Chapter Thirty-Five

1991

In late August, Eve and Jack finally were able to buy their first house, a quaint arts-and-crafts-style bungalow not far from the grounds. Although the house was on a busy street, it sat in a veritable cocoon of greenery and had a small, private backyard. Jack laid a curved line of pavers from the back door to a bench beneath the boughs of a magnolia, and the yard became a little haven from the hubbub of the university.

They walked to work every day, since Eve was now a counselor with the Counseling and Psychological Services on the grounds and Jack continued to teach in the Drama Department. It made Eve nervous, though, not having a car at work in case there was an emergency with one of the girls. Still, it was nice to have that time with Jack and the exercise was good for her, though her feet occasionally protested the walk, much as they did when she got out of bed in the middle of the night.

Their first night in the house brought a terrific thunderstorm that kept Eve awake with its unpredictable thunderclaps and flashes of light illuminating the unfamiliar bedroom. She wasn’t surprised when Dru came into their room at one in the morning.

“Can I sleep with you and Daddy?” she asked.

Dru was six and fearless, but for the first time, she had her own room. That, along with the storm, was too much for her.

“Sure,” Eve said. “Hop in.”

Dru scrambled into the bed and lay down between her and Jack, who had not stirred once since coming to bed. In a few minutes, Dru, too was sound asleep.

At three, Eve got up to use the bathroom. Her feet felt as if she were walking on gravel as she crossed the room. The pain had definitely worsened in the past few months and she knew she’d have to break down soon and see a doctor.

She opened the bedroom door and nearly tripped over Cory, who lay on the hardwood floor, her pillow under her head.

“Cory?” Eve whispered. “What are you doing here?”

Cory jerked to a sitting position as if caught doing something wrong. She looked around the hallway as though trying to place her surroundings. “I don’t know exactly,” she said.
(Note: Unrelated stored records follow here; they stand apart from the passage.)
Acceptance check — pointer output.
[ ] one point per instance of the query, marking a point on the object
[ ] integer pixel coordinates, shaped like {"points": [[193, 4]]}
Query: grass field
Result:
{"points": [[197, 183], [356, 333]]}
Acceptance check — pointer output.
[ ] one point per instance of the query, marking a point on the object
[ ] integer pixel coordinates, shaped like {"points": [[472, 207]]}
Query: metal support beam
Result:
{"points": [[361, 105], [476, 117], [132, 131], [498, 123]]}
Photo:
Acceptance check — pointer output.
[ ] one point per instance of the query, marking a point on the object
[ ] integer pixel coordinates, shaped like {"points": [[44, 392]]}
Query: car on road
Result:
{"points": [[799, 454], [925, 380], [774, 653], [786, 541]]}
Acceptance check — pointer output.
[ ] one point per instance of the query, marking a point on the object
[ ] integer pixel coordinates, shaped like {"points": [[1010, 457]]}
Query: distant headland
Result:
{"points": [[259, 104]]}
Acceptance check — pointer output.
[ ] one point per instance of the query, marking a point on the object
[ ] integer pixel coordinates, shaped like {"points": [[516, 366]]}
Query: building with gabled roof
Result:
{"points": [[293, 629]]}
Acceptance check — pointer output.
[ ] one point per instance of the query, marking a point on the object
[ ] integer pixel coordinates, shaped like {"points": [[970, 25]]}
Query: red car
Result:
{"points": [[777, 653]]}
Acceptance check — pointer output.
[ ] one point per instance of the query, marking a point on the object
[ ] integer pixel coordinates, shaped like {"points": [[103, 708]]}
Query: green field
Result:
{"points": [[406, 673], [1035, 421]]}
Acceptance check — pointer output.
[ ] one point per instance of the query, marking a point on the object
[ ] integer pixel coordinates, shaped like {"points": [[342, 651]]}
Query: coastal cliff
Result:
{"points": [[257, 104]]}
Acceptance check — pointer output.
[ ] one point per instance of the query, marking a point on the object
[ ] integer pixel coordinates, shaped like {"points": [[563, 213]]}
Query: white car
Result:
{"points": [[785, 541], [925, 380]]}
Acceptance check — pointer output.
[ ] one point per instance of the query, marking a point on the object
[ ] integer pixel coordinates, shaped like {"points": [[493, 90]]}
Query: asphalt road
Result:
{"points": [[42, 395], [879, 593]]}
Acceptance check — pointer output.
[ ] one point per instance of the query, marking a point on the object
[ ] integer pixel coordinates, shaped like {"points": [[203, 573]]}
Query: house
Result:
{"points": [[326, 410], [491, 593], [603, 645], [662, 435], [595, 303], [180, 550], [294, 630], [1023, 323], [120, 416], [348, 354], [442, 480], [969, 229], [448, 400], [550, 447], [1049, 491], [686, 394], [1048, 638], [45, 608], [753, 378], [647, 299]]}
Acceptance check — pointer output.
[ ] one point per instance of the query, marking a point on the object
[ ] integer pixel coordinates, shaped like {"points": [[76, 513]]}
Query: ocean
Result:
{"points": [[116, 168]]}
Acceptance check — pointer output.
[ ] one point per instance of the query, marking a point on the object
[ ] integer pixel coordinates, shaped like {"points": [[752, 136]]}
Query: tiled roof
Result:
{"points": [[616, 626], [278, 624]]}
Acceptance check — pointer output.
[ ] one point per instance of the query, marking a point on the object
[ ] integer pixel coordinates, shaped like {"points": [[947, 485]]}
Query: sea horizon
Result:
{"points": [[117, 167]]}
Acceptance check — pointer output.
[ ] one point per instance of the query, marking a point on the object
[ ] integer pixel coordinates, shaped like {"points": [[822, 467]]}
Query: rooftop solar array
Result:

Eve lowered herself to the floor across the hall from her. The hardwood felt cool beneath her aching feet. Summer was coming to an end.

“Some storm,” she said.

Cory nodded. She was wearing underpants and a sleeveless pajama top shaped by small, new breasts. She’d gotten a bra in May and her period in June, but Eve had not yet grown accustomed to the changes in her daughter’s body. Cory was still a little girl in her eyes.

A flash of lightning cut through the bathroom window into the hall, and Cory winced. She hugged her knees. “Mom?” she asked.

“What, honey?”

“I don’t want to go to Darby.”

Darby was the private school Eve and Jack had gotten her into for the fall. They’d used the money in Cory’s secret bank account to pay her tuition.

“Why not, hon?” The move to Darby was a good one, she felt certain. It would get her away from the kids who had known and taunted her for years and it would put her into a more intellectually challenging environment. She was far ahead of her public school classmates academically, but no one wanted her to skip a grade because she lagged so far behind her peers socially.

“I don’t know,” she said again, words Eve was hearing regularly from her lips these days.

“It’s going to be good for you,” Eve said. “You liked it when we visited.”

“Yeah, but now it’s almost time to go and I’m changing my mind.”

“What are you afraid of?”

“I’m not afraid,” Cory said. She balked at that question these days, coming up with excuses other than fear when she didn’t want to do things.

“Then why don’t you want to go?”

“I won’t know anyone,” she said.

“Think of that as a good thing,” Eve suggested. “You can be a clean slate there. You can be the person you’ve always wanted to be. It can be fun to reinvent yourself sometimes.”

Cory pondered that. “Maybe,” she said.

“Come on.” Eve winced at the pain in her feet as she stood to open the bedroom door. “Dru’s in the bed, so you’ll have to make yourself comfortable on the rug.”

 

As it turned out, Cory liked Darby from the first day. The kids were nice and very smart, she reported, and the teachers joked with them instead of being “all serious and everything.” Eve thought the Darby students were actually a bit nerdy, but then, so was Cory. Her beauty was a front for a hungry, scholarly mind. The classes were rigorous, and that was a challenge Cory could rise to.

“I have four hours of homework!” she announced when Eve picked her up that first afternoon. She sounded sincerely thrilled by the prospect. And Eve was equally thrilled that she’d received no calls during the day from a teacher or a school nurse, asking her to pick up her anxious, frightened daughter.